The care home industry has become something of a controversial issue of late amid concerns about budget cuts and affordable services. Even Philip Hammond privately owned care home builder Castlemead has concerns which were revealed in a recent financial filing. The company is not necessarily concerned, as yet, about budget cuts but more about “supply bottlenecks, particularly of skilled tradespeople, driving up costs”. This will not be a surprise to those operating in the industry because a lack of skilled/suitable tradespeople has been a problem for some time.
This must be a similar pattern right across the industry as another construction company owned by Philip Hammond, Chiswell (Moorgate), has also highlighted the issue of “good quality and committed subcontractors”. This comes at a time when the UK government is under pressure to invest in the economy and try to soften the blow as much as possible when Brexit finally kicks in. It is all good and well putting in place additional funding for the building industry but there does need to be greater emphasis on skilled labour.
The elephant in the room
It was interesting to see that while these two companies controlled by Philip Hammond have expressed concern about a lack of skilled labour, neither of them mentioned Brexit. There is no doubt that Brexit is a major issue for all businesses up and down the UK and in particular the property market – in this instance the care home industry and construction. There are serious concerns that cutting off an affordable workforce from Europe will put pressure on many UK businesses and at best push-up the cost of employment.
Some may suggest that taking the focus away from Brexit is sensible in the short to medium term while others would rather face these issues head-on. One interesting fact which reflects the whole problem is the statistic that 12% of the UK construction industry is deemed “foreign”, a figure which rises to one in four in London.
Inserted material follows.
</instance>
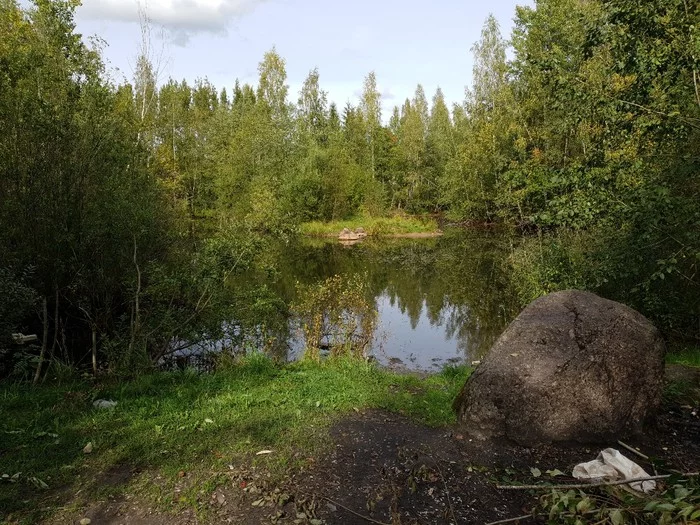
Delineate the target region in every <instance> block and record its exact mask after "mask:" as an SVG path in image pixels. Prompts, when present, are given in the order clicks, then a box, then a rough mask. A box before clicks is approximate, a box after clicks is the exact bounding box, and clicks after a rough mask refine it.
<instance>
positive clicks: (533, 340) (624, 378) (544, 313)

While Brexit is taking all headlines at the moment we can only hope that the UK government does not forget the property industry and the requirement for skilled labour. We have seen talk in recent years of more apprenticeships than ever before but so far this is not showing through in the construction sector. There is no point ploughing millions and millions of pounds into the new build industry if there are insufficient skilled tradespeople to complete the job as quickly and efficiently as possible.
Today’s budget is likely to be a rather dour affair with maybe the odd surprise giveaway to keep the voters happy. The main focus now has to be on Brexit, with the triggering of Article 50 towards the end of this month, and protecting the UK economy going forward.